Dunn, a favorite of both Bush White Houses, was Washington state's ranking Republican in Congress when she retired in 2004. She told The Associated Press at the time that she was pursuing a new career as a policy adviser and planned to enjoy time with her new husband and baby granddaughter.

She died after developing a blood clot while at her Virginia home, her family said in a statement.

Dunn was known for her work on tax issues, promoting women-owned businesses and sponsoring the Amber Alert bill for locating missing children.

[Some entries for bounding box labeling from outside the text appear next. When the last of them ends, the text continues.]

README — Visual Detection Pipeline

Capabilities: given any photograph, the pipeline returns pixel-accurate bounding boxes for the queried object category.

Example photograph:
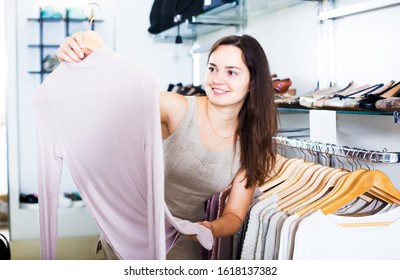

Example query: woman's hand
[56,32,85,63]
[186,221,212,242]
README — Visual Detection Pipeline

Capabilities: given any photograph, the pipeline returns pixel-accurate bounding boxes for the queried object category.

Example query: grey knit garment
[163,96,240,259]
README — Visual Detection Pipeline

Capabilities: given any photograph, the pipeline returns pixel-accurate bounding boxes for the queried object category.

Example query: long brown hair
[208,35,278,188]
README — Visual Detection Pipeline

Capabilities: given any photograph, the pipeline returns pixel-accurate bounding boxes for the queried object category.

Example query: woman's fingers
[56,33,85,63]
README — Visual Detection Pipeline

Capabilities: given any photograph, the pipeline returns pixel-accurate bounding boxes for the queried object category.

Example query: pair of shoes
[299,83,339,108]
[375,97,400,112]
[313,82,370,109]
[19,193,39,209]
[358,82,400,110]
[275,93,300,108]
[64,192,85,208]
[272,78,292,93]
[167,83,206,96]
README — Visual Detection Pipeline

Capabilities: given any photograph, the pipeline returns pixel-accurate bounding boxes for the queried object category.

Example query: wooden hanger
[320,170,400,214]
[258,158,305,193]
[260,161,316,200]
[277,164,329,205]
[285,168,349,215]
[296,170,360,216]
[278,167,339,211]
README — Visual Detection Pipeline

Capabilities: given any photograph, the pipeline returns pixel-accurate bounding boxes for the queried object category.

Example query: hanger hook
[84,2,101,30]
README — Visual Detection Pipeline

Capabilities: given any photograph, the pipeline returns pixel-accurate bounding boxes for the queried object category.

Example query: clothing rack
[273,136,400,163]
[319,0,400,21]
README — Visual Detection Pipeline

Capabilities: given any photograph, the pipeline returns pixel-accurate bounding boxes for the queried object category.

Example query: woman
[57,34,277,259]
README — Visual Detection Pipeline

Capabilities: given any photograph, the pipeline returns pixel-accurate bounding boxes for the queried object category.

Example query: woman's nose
[213,72,225,84]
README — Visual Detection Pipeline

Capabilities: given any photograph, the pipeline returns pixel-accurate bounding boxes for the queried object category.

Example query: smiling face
[205,45,250,108]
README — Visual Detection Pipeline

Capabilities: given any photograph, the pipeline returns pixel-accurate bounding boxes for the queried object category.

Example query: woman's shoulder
[160,92,189,136]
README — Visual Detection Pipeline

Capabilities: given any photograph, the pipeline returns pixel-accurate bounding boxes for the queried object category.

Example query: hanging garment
[32,46,212,259]
[293,207,400,260]
[163,96,240,260]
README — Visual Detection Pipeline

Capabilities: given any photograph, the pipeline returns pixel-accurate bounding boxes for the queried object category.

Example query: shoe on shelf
[313,82,369,109]
[324,81,393,110]
[375,97,400,112]
[19,193,39,209]
[357,82,400,110]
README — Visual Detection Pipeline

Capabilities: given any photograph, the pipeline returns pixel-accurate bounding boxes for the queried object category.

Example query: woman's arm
[160,92,188,139]
[200,169,254,237]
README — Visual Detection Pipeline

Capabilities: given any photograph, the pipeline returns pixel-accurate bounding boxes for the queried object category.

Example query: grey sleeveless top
[163,96,240,222]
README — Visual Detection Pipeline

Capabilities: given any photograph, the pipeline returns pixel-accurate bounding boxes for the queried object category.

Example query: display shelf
[153,0,241,42]
[278,108,395,116]
[153,0,317,42]
[274,136,400,163]
[28,16,103,82]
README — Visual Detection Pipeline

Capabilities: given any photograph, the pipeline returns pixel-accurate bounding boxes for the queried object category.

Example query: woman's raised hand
[56,32,85,63]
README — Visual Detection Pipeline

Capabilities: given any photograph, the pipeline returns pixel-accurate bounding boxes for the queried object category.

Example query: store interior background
[0,0,400,259]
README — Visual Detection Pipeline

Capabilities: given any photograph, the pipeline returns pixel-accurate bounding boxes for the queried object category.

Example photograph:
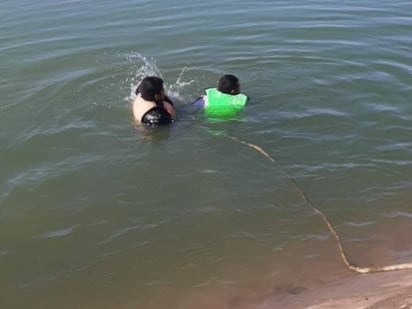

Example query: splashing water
[126,53,194,102]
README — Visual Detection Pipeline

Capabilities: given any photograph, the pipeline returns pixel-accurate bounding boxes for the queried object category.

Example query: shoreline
[256,270,412,309]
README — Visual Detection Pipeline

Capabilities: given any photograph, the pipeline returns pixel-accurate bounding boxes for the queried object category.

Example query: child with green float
[192,74,248,117]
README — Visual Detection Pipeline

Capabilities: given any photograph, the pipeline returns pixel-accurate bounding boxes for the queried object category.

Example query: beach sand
[256,270,412,309]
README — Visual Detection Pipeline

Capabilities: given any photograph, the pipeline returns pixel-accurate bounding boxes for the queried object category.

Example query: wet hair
[217,74,239,94]
[136,76,164,101]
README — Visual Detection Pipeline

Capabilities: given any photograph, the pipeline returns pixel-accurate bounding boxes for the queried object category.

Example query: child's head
[136,76,165,102]
[217,74,240,95]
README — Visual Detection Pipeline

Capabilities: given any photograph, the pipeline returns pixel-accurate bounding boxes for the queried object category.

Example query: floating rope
[227,135,412,274]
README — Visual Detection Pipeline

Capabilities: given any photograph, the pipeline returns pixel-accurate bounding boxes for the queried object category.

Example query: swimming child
[192,74,248,117]
[133,76,176,126]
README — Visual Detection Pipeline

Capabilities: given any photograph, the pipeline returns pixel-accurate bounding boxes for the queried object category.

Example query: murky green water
[0,0,412,309]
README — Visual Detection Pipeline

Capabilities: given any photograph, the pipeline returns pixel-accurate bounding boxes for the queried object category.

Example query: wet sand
[256,270,412,309]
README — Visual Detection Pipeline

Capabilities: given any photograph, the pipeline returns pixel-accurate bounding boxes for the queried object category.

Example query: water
[0,0,412,309]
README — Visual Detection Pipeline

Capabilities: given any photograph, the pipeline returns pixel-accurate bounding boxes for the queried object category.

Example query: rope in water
[228,136,412,274]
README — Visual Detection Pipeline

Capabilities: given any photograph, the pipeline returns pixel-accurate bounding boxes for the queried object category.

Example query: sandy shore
[257,270,412,309]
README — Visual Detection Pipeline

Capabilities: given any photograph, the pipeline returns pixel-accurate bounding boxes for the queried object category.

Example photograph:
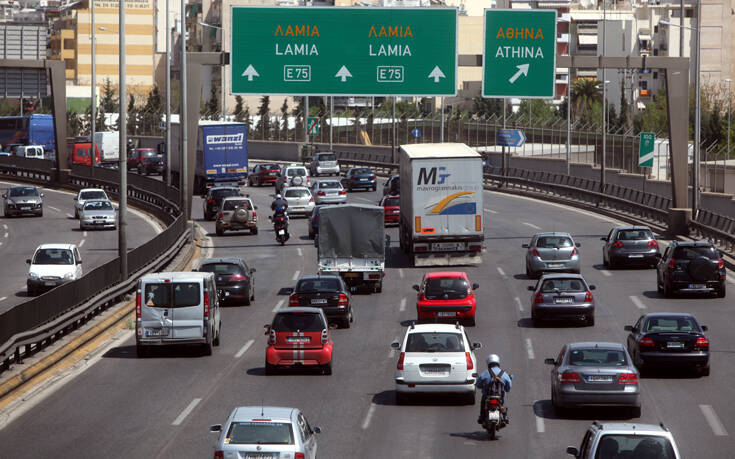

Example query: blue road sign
[495,129,526,147]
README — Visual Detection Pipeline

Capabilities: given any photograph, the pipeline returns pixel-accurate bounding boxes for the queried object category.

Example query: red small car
[380,196,401,225]
[265,307,334,375]
[413,271,480,326]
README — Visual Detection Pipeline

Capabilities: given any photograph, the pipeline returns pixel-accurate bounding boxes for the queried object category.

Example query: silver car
[523,233,581,278]
[209,406,321,459]
[3,185,43,217]
[311,180,347,205]
[79,199,117,230]
[528,274,595,327]
[544,343,641,418]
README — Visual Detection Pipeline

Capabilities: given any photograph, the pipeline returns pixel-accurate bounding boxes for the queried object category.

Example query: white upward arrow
[242,64,260,81]
[334,65,352,83]
[428,65,447,83]
[508,64,528,84]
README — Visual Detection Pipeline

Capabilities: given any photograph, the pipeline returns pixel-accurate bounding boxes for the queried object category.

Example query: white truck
[399,143,485,266]
[316,204,385,293]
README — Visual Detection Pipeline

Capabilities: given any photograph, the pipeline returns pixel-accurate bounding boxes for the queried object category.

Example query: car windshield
[541,279,587,293]
[643,317,699,332]
[33,249,74,265]
[424,277,470,300]
[536,236,574,249]
[8,186,38,198]
[271,312,327,332]
[406,333,464,352]
[595,434,676,459]
[225,422,293,446]
[569,348,627,367]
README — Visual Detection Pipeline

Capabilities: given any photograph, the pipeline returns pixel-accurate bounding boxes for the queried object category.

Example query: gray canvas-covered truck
[316,204,385,293]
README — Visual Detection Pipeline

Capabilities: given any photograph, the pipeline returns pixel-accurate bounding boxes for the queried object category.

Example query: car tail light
[396,352,406,370]
[618,373,638,384]
[559,371,582,383]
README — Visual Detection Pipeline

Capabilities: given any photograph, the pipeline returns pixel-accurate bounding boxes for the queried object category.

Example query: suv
[567,421,681,459]
[656,241,725,298]
[214,196,258,236]
[309,151,339,177]
[391,324,482,405]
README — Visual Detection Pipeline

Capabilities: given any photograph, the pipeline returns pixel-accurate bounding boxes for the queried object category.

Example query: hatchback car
[523,233,581,278]
[283,186,314,217]
[3,185,43,217]
[79,200,117,231]
[209,406,321,459]
[413,271,480,326]
[265,308,334,375]
[391,324,482,405]
[544,343,641,418]
[625,312,709,376]
[196,257,255,305]
[567,421,681,459]
[528,274,595,326]
[656,241,726,298]
[600,226,661,268]
[342,167,378,191]
[311,180,347,204]
[288,275,355,328]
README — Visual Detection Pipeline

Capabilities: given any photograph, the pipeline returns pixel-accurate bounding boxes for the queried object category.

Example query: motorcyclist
[475,354,513,424]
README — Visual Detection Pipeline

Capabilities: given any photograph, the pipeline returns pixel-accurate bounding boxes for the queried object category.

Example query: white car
[283,186,314,217]
[26,244,84,296]
[74,188,109,218]
[391,324,482,404]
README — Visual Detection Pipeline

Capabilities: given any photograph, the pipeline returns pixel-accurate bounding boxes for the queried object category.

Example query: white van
[135,272,222,357]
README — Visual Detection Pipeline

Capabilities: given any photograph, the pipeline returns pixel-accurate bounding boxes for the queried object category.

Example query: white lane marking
[171,398,202,426]
[235,339,255,359]
[699,405,728,437]
[273,299,286,312]
[628,295,647,309]
[362,403,375,430]
[526,338,535,360]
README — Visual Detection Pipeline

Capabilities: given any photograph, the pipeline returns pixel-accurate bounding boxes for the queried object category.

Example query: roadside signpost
[230,6,457,96]
[482,9,556,99]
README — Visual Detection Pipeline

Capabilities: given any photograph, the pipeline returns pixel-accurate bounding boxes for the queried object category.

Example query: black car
[202,186,242,220]
[341,167,378,191]
[600,226,661,268]
[288,275,354,328]
[625,313,709,376]
[656,241,725,298]
[199,257,255,305]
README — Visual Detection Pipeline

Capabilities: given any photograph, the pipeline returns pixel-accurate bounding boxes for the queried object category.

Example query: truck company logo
[207,133,245,145]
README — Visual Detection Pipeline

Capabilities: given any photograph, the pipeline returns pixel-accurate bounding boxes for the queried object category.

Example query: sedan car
[600,226,661,268]
[288,275,355,328]
[3,185,43,217]
[528,274,595,327]
[391,324,482,405]
[209,406,321,459]
[342,167,378,191]
[311,180,347,204]
[523,233,581,278]
[197,257,255,305]
[413,271,480,326]
[544,342,641,418]
[79,200,117,231]
[625,312,709,376]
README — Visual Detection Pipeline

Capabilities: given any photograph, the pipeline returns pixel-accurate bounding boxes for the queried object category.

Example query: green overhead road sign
[482,9,556,99]
[638,132,656,167]
[230,6,457,96]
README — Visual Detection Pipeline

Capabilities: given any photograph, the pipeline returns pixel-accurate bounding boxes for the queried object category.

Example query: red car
[265,307,334,375]
[413,271,480,326]
[380,196,401,225]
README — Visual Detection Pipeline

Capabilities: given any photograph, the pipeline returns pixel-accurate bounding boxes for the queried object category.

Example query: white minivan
[135,272,222,357]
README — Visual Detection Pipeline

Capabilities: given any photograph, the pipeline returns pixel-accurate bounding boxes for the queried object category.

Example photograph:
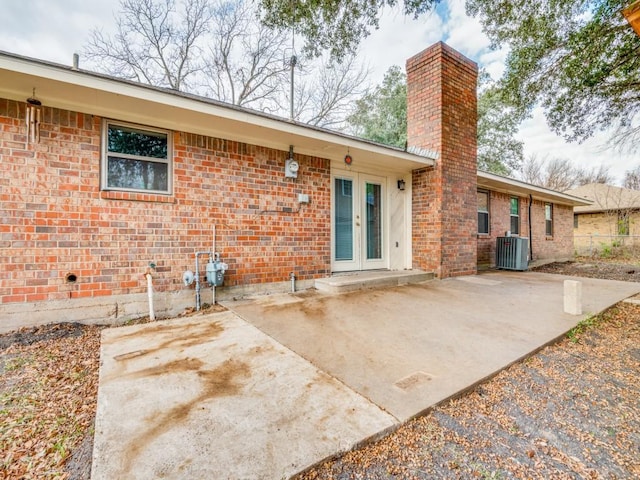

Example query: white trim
[477,170,591,207]
[100,119,174,195]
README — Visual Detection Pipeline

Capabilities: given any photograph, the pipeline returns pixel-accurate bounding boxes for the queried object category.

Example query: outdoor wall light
[25,88,42,143]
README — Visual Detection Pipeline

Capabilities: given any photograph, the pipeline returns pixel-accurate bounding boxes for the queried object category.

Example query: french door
[331,172,388,272]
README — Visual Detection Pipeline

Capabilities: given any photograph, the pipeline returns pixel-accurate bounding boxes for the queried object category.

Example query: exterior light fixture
[284,145,300,178]
[622,0,640,36]
[25,88,42,143]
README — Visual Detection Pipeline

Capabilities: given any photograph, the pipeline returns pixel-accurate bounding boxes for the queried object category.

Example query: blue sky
[0,0,640,181]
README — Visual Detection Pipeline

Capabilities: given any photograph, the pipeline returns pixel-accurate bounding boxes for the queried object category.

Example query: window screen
[102,122,171,193]
[478,190,489,234]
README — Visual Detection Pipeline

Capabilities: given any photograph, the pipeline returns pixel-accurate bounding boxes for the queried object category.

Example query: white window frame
[100,119,173,195]
[544,203,553,237]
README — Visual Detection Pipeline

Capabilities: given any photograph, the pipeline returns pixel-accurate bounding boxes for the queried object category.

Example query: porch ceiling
[0,52,434,172]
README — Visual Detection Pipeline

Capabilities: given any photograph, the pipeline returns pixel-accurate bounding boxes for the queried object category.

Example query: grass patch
[567,307,618,343]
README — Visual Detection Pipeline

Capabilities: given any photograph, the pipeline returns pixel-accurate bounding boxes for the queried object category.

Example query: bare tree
[622,164,640,190]
[519,154,614,192]
[85,0,368,128]
[205,0,289,109]
[576,164,615,185]
[520,154,576,192]
[85,0,211,90]
[294,54,369,128]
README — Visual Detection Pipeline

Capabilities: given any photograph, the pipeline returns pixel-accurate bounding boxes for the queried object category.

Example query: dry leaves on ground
[297,303,640,480]
[0,324,100,479]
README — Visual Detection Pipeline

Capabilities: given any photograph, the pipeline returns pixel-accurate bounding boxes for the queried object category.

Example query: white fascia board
[0,52,435,170]
[478,170,592,207]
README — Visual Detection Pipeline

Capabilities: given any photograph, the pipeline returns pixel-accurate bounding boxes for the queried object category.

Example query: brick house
[0,43,584,330]
[478,171,588,268]
[566,183,640,252]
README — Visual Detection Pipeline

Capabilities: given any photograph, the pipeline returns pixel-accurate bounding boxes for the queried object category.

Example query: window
[102,122,172,193]
[478,190,489,234]
[544,203,553,237]
[618,212,629,235]
[511,197,520,235]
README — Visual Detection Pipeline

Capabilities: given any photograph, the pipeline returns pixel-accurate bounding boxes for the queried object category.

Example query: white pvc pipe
[211,223,216,305]
[144,272,156,320]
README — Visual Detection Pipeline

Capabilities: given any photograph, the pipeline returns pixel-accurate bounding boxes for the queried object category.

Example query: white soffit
[0,52,435,172]
[478,170,591,207]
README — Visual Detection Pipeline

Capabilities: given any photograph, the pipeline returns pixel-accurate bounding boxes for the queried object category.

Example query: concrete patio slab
[226,272,640,421]
[91,312,395,480]
[92,272,640,480]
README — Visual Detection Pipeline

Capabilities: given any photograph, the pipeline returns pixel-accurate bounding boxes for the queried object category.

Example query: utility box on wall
[496,237,529,271]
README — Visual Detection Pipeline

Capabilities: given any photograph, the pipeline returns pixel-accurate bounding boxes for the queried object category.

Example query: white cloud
[0,0,119,64]
[444,0,489,59]
[0,0,640,185]
[362,8,444,84]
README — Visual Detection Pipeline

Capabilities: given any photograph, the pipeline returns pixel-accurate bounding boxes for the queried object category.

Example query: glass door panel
[333,178,354,261]
[364,182,382,260]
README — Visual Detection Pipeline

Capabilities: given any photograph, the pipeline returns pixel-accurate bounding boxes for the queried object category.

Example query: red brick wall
[478,191,573,267]
[0,99,331,303]
[478,191,532,267]
[407,42,478,278]
[531,200,574,261]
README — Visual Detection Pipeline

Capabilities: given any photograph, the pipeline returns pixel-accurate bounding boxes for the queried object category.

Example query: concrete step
[315,270,435,293]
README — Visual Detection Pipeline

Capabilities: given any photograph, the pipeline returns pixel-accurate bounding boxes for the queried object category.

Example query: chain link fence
[573,235,640,258]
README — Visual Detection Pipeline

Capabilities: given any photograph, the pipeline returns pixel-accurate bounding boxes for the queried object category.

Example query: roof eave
[478,170,592,207]
[0,52,435,171]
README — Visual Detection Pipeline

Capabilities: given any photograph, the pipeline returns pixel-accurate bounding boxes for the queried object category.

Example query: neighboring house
[566,183,640,248]
[478,171,588,268]
[0,43,585,330]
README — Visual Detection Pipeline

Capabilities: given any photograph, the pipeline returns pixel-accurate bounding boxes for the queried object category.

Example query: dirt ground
[0,261,640,480]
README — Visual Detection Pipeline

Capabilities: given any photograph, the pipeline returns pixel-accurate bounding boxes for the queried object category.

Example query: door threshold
[315,269,435,293]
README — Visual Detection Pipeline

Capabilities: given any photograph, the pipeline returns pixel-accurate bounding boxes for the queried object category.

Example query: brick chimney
[407,42,478,278]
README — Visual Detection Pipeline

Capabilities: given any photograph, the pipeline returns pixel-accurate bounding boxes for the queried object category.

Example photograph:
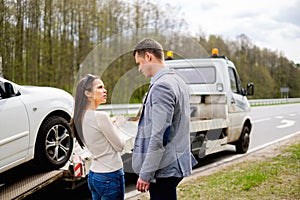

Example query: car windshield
[174,66,216,84]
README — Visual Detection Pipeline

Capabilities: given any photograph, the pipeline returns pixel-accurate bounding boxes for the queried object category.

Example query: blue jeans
[149,177,183,200]
[88,169,125,200]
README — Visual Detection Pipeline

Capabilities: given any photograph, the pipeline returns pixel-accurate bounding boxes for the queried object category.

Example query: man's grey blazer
[132,68,197,182]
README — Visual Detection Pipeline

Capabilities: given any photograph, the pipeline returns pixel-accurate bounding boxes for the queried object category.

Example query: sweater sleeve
[97,112,125,152]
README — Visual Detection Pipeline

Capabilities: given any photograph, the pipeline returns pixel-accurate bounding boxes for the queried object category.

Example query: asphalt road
[14,104,300,200]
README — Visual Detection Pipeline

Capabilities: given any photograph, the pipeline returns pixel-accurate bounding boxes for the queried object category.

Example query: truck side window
[228,67,241,93]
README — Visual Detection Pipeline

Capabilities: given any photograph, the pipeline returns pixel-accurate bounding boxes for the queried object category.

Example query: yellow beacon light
[166,51,173,60]
[211,48,219,57]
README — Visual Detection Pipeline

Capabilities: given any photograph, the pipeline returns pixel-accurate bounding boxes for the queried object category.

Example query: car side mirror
[247,83,254,96]
[4,82,16,98]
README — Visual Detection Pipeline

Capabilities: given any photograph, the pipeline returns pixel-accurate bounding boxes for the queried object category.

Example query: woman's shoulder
[95,110,109,119]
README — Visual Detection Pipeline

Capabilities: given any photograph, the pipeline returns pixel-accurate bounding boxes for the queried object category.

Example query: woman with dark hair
[71,74,125,200]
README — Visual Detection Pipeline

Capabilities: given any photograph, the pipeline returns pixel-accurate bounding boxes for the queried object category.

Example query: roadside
[126,132,300,200]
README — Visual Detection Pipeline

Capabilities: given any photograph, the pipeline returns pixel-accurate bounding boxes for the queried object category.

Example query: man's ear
[84,90,91,98]
[145,52,151,62]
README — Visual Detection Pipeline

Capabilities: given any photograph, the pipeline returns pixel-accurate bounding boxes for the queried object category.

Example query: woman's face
[87,78,107,106]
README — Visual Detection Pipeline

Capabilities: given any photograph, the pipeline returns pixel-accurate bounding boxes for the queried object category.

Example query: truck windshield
[174,66,216,84]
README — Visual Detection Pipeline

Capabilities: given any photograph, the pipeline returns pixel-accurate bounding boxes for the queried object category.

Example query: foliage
[0,0,300,102]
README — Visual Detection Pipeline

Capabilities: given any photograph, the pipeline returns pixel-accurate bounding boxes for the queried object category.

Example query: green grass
[177,143,300,200]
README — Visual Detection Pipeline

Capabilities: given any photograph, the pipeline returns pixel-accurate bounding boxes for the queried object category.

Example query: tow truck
[165,48,254,158]
[0,49,254,199]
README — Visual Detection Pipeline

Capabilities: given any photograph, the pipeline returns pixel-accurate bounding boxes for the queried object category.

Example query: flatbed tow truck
[0,48,254,200]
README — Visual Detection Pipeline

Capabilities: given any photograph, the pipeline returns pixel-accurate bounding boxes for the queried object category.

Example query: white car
[0,78,74,173]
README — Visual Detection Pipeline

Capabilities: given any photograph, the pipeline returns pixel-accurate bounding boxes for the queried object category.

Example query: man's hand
[136,178,150,192]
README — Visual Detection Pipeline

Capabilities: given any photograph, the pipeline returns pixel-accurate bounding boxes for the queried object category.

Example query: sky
[156,0,300,63]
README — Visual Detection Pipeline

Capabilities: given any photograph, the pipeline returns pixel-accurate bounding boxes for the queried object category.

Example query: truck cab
[165,50,254,158]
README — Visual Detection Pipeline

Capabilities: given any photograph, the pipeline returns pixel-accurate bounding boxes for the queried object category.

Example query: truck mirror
[4,82,16,98]
[247,83,254,96]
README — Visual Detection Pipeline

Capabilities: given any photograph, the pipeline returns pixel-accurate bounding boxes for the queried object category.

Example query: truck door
[228,67,247,137]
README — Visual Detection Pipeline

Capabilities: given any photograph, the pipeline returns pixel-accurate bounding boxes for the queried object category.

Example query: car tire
[235,126,250,154]
[34,116,74,171]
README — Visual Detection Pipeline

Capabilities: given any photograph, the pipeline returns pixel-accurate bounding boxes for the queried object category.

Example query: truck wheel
[34,116,73,171]
[235,126,250,154]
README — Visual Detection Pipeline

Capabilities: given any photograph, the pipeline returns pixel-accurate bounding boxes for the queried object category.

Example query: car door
[0,81,29,172]
[228,67,247,134]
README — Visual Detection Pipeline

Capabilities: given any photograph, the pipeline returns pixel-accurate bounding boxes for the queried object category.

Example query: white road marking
[276,119,296,128]
[253,118,271,123]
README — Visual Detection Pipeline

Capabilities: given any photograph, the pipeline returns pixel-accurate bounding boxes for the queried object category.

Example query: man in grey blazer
[132,39,197,200]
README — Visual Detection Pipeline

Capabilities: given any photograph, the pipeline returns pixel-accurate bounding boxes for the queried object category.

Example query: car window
[0,81,5,99]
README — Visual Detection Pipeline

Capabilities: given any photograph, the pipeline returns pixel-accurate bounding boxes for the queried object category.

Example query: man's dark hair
[133,38,163,60]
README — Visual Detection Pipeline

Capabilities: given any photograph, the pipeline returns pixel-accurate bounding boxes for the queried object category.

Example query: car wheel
[34,116,73,170]
[235,126,250,154]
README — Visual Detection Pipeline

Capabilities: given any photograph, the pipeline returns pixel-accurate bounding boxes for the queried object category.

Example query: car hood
[18,86,74,114]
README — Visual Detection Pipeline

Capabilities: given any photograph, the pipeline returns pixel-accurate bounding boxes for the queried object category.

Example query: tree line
[0,0,300,102]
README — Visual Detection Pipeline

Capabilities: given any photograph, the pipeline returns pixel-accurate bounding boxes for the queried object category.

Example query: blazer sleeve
[139,83,176,182]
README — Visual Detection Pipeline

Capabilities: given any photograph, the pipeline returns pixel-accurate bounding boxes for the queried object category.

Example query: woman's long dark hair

Her son Reagan Dunn, a council member in King County, Wash., called her death "a total shock," adding: "She gave her whole life giving to other people. She touched a lot of lives and did a lot for her country."

Dunn's political career was a series of firsts: first woman to chair the Washington State Republican Party; first freshman woman to win a place in the House Republican leadership team; and the highest ranking Republican woman in the GOP leadership as the vice chairman of the Conference.

Rep. Doc Hastings, R-Wash., who succeeded Dunn as the state's senior Republican, called her a friend of 32 years.

"She was kind of a trailblazer in many things," Hastings said.

Dunn was an influential senior member of the House Republican caucus, serving as a member of the Ways and Means Committee, vice chairwoman of the Homeland Security Committee and a member of the caucus campaign team. She was a frequent spokeswoman for the House, once giving the Republican response to a State of the Union Address by President Clinton. She helped run three Republican national conventions.

Former Sen. Slade Gorton, R-Wash., said he was shocked at Dunn's death. He told KOMO Radio in Seattle, "She was a major part of my life as she was a major part of the political life of the state of Washington."

Beyond breaking the glass ceiling for Republican women in the House, Gorton called Dunn a great personality — "outgoing and friendly and concerned."

Gov. Chris Gregoire said Dunn was "committed to serving the people of Washington and of the Eighth District and was a leader in both Washington state and national politics. Her passing is a loss for all Washingtonians."

Gregoire, a Democrat, called Dunn "a devoted wife and mother" who "always kept her family as her top priority."

While she never endorsed term limits, Dunn said on retiring that she believes the nation "is better served if from time to time we senior members step aside to allow individuals with fresh ideas to challenge the status quo in Congress."

Bush praised Dunn on her retirement from Congress, calling her "a superb legislator and a strong leader who has stood for the best of Washington State's values and who has improved the lives of its people."

She is survived by her husband, Keith Thomson; sons Bryant Dunn, Reagan Dunn, Angus Thomson; and two grandchildren.